Die Prävalenz variiert je nachdem, wie das Verhaltensproblem definiert und beurteilt wird.

(Siehe auch Probleme bei Jugendlichen.)

Bewertung von Verhaltensstörungen bei Kindern

Die Diagnose von Verhaltensproblemen bei Kindern besteht aus einer mehrstufigen Verhaltensanalyse.

Bei Säuglingen und Kindern betreffen die meisten Bedenken die Körperfunktionen (z. B. Essen, Ausscheidung, Schlaf), während bei älteren Kindern und Jugendlichen mehr die zwischenmenschlichen Umgangsweisen von Bedeutung sind (Aktivitäten, Ungehorsam, Aggression).

Identifikation des Problems

Ein Verhaltensproblem kann sich alarmierend und abrupt als einzelner Vorfall manifestieren (z. B. Feuerlegen, Prügelei in der Schule). Öfters zeigen sich die Probleme aber allmählich, und für die Identifizierung müssen über längere Zeit Informationen zusammengetragen werden. Das Verhalten lässt sich am besten beurteilen nach

  • der körperlichen und geistigen Entwicklung

  • der allgemeinen Gesundheit

  • dem Temperament (z. B. schwierig, ruhig)

  • den Beziehungen zu Eltern und Betreuern

Eine direkte Beobachtung der Eltern-Kind-Interaktion in der Praxis kann wertvolle Hinweise liefern, u. a. auch über die elterliche Reaktion auf die Verhaltensweisen des Kindes. Diese Beobachtungen sollten, wenn möglich, durch Informationen anderer Personen, darunter Lehrer und Schulkrankenschwestern, ergänzt werden.

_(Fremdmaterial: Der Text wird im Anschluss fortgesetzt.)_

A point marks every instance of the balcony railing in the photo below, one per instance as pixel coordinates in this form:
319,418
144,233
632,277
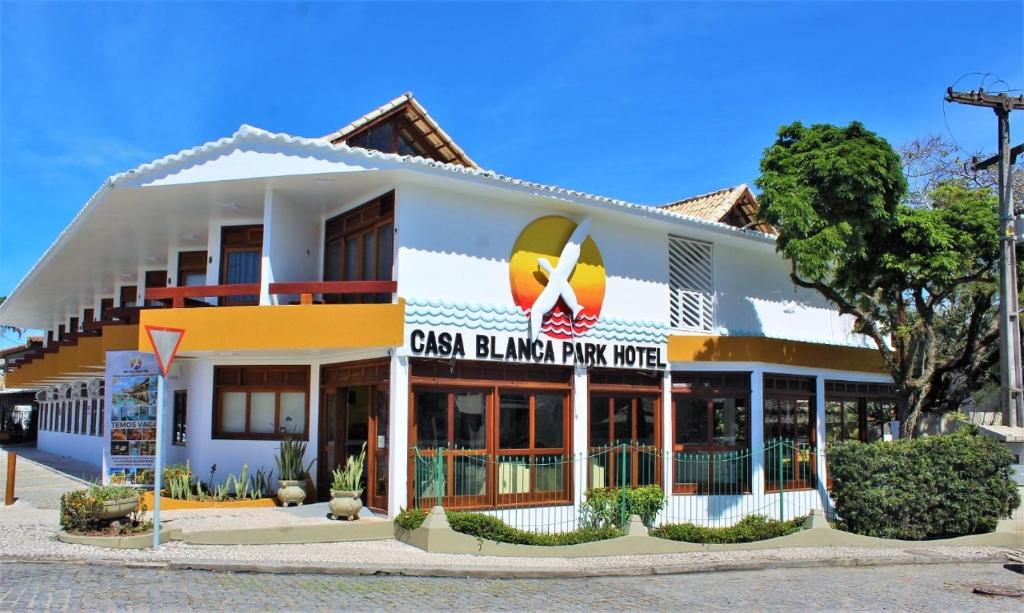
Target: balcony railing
188,296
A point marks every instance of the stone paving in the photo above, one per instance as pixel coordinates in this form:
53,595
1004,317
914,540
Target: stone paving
41,478
75,587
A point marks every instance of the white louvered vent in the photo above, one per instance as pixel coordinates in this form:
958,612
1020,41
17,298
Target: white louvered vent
692,285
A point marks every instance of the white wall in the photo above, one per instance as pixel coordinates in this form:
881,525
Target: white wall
755,297
291,235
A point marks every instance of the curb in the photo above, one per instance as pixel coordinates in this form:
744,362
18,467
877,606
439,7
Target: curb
511,573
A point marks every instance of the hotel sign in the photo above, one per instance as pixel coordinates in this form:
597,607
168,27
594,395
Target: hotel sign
557,279
454,345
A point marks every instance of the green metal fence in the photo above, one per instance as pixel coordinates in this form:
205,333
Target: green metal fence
540,491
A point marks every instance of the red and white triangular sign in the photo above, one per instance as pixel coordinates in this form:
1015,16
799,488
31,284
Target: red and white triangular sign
165,343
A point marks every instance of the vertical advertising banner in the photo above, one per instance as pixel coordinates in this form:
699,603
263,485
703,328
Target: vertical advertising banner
131,423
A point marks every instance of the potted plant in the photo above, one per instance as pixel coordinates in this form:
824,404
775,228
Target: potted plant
345,489
117,500
291,473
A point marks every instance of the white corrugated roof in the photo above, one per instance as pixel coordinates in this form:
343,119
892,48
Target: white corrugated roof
250,133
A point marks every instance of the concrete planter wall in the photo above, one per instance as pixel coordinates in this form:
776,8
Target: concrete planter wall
436,536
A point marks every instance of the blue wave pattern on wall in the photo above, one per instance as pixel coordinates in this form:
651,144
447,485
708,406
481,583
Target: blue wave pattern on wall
503,318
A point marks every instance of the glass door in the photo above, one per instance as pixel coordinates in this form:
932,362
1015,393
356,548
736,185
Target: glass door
377,451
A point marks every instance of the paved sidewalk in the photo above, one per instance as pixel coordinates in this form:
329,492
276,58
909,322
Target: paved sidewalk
28,533
41,477
926,588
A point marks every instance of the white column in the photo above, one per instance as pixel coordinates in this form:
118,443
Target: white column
581,402
312,419
398,437
819,442
266,271
757,436
667,434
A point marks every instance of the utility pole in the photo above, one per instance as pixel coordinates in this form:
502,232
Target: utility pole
1011,374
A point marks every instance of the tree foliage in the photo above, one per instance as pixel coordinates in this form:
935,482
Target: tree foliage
916,276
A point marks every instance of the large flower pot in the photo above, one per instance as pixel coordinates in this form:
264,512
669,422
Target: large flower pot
119,508
291,492
345,504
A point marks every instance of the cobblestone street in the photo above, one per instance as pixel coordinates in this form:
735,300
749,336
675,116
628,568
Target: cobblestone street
921,587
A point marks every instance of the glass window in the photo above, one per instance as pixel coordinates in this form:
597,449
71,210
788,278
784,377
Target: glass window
513,431
431,420
629,421
261,402
549,420
332,261
513,457
293,411
711,449
471,420
261,418
178,424
232,412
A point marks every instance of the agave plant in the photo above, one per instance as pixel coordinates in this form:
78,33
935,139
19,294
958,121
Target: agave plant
289,460
349,478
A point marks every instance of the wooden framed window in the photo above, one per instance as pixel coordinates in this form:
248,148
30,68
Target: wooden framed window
711,414
261,402
127,296
857,410
192,268
503,440
241,257
359,246
790,422
179,418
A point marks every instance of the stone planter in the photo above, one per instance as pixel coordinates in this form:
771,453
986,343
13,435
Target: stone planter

Eltern oder Betreuungspersonen sollten aufgefordert werden, einen chronologischen Tagesablauf der Aktivitäten des Kindes an einem typischen Tag darzustellen. Die Eltern werden gefragt, wann das Verhalten begonnen hat, und werden gebeten, Beispiele für Ereignisse zu nennen, die dem spezifischen Verhalten vorausgingen und folgten. Die Eltern sollten auch nach ihrer Einschätzung der folgenden Faktoren gefragt werden:

  • Typische altersbedingte Verhaltensweisen

  • Erwartungen an das Kind

  • Ihr eigener Erziehungsstil

  • Art der Unterstützung (z. B. soziale, emotionale, finanzielle) für die Erfüllung ihrer Elternrolle

  • Die Beziehung des Kindes mit dem Rest der Familie

Interpretation des Problems

Die Anamnese des Kindes kann Faktoren beinhalten, bei denen man davon ausgeht, dass sie die Entwicklung von Verhaltensproblemen fördern, z. B. Drogenexposition, Schwangerschaftskomplikationen oder eine schwere Krankheit oder ein Verlust in der Familie.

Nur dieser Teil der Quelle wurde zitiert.